To the extent that there’s a Biden doctrine, post Afghanistan, it’s that America helps those who help themselves. And why not? Because no one could be expected to fight harder for Taiwan than you would be prepared to fight for yourselves.

After seven decades of successful separation, I can’t see the people of Taiwan ever willingly submitting to communist rule from Beijing.

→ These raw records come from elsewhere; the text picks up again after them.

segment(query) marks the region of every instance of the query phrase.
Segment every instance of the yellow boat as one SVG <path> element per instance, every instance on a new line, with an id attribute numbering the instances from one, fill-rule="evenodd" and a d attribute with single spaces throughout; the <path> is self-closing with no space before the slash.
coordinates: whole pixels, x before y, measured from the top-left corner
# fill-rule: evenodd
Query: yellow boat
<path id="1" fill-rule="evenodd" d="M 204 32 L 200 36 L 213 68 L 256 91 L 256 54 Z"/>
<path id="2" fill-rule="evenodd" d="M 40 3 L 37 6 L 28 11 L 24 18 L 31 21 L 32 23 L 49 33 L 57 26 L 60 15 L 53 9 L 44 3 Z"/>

Conversely, I can’t see the commissars in Beijing ever accepting that Taiwan should be free.

Beijing will say that Taiwan is no one else’s business; and if other countries make it their business, Beijing will say that it has no designs on anyone else.

It’s the old siren song from the 1930s, as our Prime Minister has recognised: “we have no further territorial ambitions….”

But that’s not how dictatorships operate, and it’s never been how Beijing operates; for millennia before communism, Beijing expected tribute from “all under heaven”; Marxism-Leninism has simply reinforced that age-old exceptionalism and technology has simply extended Beijing’s reach.

I can’t think of a harder decision for an Australian government than the call to defend freedom far from home; except the call to defend freedom close to home with weakened friends and stronger foes.

After 18 months of virus anxiety, verging on hysteria, over the impact of Covid on our old and sick, the last thing anyone wants to contemplate is death from another quarter; but ready or not, China is coming for Taiwan’s freedom, and the best way to avoid the war that no one wants is to be prepared to fight it.

These are difficult times, even daunting times; but the more we think things through, the better they’ll turn out to be.